Ancak, tüketimin çeşidi ve miktarı hakkında insanların serbest tercihlerine güvenmeyip herkese zorla tek tip bir kalıp dayatmaya çalışmak çok hatalı. Her şeyden önce bu özgürlüğe aykırı. Özgür insan hayatın başka alanlarında olduğu gibi, ne tüketeceği ve ne kadar tüketeceği hususunda karar verme hakkına da sahip olan insandır. İnsanlar kendi hâline bırakıldığında bu alanda büyük bir çeşitlilik görülecektir. İnsanların çoğu zaman iradelerine bağlı alanlarda tüketmeyi tüketmemeye tercih ettiğini biliyoruz. Hemen her insan tüketim miktarını artırmaya çalışır, çünkü bu refah seviyesiyle doğrudan alâkalıdır.
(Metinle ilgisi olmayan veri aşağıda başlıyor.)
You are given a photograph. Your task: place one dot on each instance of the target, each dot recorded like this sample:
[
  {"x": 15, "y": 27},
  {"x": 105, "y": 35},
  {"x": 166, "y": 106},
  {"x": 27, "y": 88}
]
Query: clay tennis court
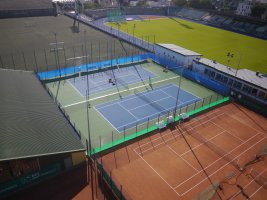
[{"x": 163, "y": 166}]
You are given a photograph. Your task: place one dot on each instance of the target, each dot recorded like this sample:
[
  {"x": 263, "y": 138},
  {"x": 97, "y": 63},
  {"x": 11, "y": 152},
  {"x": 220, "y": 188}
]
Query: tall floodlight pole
[
  {"x": 133, "y": 31},
  {"x": 88, "y": 117},
  {"x": 57, "y": 65},
  {"x": 178, "y": 92}
]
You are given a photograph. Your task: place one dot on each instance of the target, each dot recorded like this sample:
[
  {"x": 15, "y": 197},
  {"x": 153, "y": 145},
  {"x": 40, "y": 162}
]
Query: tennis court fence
[{"x": 114, "y": 140}]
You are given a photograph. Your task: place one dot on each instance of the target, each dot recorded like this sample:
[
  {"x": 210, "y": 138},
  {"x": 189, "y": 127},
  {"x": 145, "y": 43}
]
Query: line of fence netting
[
  {"x": 64, "y": 56},
  {"x": 115, "y": 137}
]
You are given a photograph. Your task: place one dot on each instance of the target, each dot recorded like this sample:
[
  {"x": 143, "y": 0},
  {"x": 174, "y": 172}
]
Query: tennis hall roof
[
  {"x": 30, "y": 122},
  {"x": 178, "y": 49},
  {"x": 242, "y": 74},
  {"x": 25, "y": 4}
]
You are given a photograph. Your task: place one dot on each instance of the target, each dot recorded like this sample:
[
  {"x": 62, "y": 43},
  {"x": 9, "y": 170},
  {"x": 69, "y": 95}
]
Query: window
[
  {"x": 262, "y": 95},
  {"x": 230, "y": 82},
  {"x": 247, "y": 89},
  {"x": 224, "y": 79},
  {"x": 218, "y": 77},
  {"x": 212, "y": 74},
  {"x": 254, "y": 91},
  {"x": 237, "y": 85},
  {"x": 207, "y": 72}
]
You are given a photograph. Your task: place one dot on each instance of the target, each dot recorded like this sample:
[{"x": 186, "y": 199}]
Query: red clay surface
[{"x": 163, "y": 166}]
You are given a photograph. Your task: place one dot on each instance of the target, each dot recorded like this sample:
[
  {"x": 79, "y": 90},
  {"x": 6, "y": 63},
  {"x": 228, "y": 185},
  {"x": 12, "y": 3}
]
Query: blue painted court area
[
  {"x": 136, "y": 109},
  {"x": 101, "y": 81}
]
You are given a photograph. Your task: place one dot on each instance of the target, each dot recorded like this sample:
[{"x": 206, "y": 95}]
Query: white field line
[
  {"x": 141, "y": 86},
  {"x": 220, "y": 168},
  {"x": 181, "y": 158},
  {"x": 158, "y": 174},
  {"x": 216, "y": 161},
  {"x": 178, "y": 134},
  {"x": 247, "y": 186}
]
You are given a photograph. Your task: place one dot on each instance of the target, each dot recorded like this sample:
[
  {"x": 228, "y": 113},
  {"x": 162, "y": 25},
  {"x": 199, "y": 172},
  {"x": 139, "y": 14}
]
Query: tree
[
  {"x": 142, "y": 3},
  {"x": 179, "y": 2},
  {"x": 257, "y": 10}
]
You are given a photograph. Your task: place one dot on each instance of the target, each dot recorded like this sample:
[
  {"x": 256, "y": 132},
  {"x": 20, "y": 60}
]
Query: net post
[
  {"x": 114, "y": 154},
  {"x": 210, "y": 100},
  {"x": 203, "y": 100},
  {"x": 1, "y": 61},
  {"x": 12, "y": 57},
  {"x": 147, "y": 124},
  {"x": 110, "y": 180},
  {"x": 195, "y": 105},
  {"x": 35, "y": 60},
  {"x": 46, "y": 63},
  {"x": 124, "y": 134},
  {"x": 24, "y": 61},
  {"x": 112, "y": 137},
  {"x": 100, "y": 143}
]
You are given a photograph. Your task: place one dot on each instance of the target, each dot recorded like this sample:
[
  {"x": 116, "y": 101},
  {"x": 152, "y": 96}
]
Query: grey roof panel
[
  {"x": 30, "y": 122},
  {"x": 179, "y": 49},
  {"x": 242, "y": 74},
  {"x": 25, "y": 4}
]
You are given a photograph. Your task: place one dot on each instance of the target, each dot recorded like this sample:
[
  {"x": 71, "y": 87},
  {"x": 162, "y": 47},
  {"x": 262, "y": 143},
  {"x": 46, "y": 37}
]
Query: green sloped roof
[{"x": 30, "y": 122}]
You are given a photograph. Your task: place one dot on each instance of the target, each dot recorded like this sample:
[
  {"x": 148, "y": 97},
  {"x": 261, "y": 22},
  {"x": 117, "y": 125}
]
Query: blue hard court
[{"x": 137, "y": 109}]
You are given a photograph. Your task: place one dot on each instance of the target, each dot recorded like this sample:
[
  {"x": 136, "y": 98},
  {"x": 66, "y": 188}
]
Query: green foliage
[
  {"x": 213, "y": 43},
  {"x": 90, "y": 5},
  {"x": 179, "y": 2},
  {"x": 142, "y": 3},
  {"x": 258, "y": 9}
]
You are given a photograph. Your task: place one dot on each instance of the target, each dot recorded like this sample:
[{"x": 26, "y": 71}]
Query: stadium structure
[{"x": 150, "y": 120}]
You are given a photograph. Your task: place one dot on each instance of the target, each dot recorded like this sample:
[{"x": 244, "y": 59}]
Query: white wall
[{"x": 175, "y": 57}]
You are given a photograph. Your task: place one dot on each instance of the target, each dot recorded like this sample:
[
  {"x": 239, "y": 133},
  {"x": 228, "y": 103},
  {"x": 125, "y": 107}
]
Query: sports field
[
  {"x": 182, "y": 161},
  {"x": 127, "y": 99},
  {"x": 213, "y": 43}
]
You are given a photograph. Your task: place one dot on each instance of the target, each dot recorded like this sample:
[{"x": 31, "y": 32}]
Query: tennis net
[
  {"x": 145, "y": 98},
  {"x": 117, "y": 79}
]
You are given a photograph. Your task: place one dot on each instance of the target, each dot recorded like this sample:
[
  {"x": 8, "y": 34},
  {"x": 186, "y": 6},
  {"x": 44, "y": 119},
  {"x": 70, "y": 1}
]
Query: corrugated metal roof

Bu yüzden, insanlar, tarih boyunca, istisnalar dışında, tüketimin az olduğu yerlerden çok olduğu yerlere göç edegelmiştir.
Tüketime cephe almanın ve kamu otoritesi marifetiyle insanların tükettiği şeylere veya onların miktarına keyfî sınırlar koymaya çalışmanın doğuracağı sonuçlar hakkında epeyce ampirik bilgiye sahibiz. Geçenlerde okuduğum Küba”yla ilgili bir haber bu bakımdan çok ilginç. Küba”da devrimden sonra “kapitalist tüketimi engellemek” için otomobil satışları yasaklanmıştı. Bu saçma kararın sonucu olarak milyonlarca Kübalı otomobil kullanma zevkinden ve faydalarından mahrum kaldı. Araba üretimi de ithali de yapılmadığı için ülke otomobil müzesine döndü. Bir süre önce bu politika değiştirildi ve otomobil satışları serbest bırakıldı. Ne var ki, ayda ortalama 20 dolar (evet, yanlış okumadınız, 30 günde 20 Amerikan Doları) kazanan Kübalının bir otomobil sahibi olmak için 175 yıl çalışması gerekiyor. Daha önceden otomobil satışları devlet tekelindeymiş. Başvurana 5 yıl sonra sıra geliyormuş. Sırada önce çıkmak için rüşvet devreye giriyormuş. Yılda 200 araba için 100 bin başvuru yapılıyormuş. Otomobil satışı serbest bırakılmış ama yeni otomobillerden çok yüksek vergi alınıyormuş. Dolayısıyla, otomobiller komşu ülkelerdekine kıyasla 4 kat pahalıymış. ABD”de 13 bin dolara satılan otomobilin fiyatı Küba”da 42 bin dolardan başlıyormuş.
Haber böyle devam ediyor, ama bu kadar bilgi bize yeterli. Siz Küba”da, yani tüketimin devlet tarafından kontrol altına alındığı bir ülkede bu şartlar altında yaşamayı ister miydiniz? Devamlı insanların fazla tükettiğinden şikâyetçi olanların bu soruya cevabını çok merak ediyorum.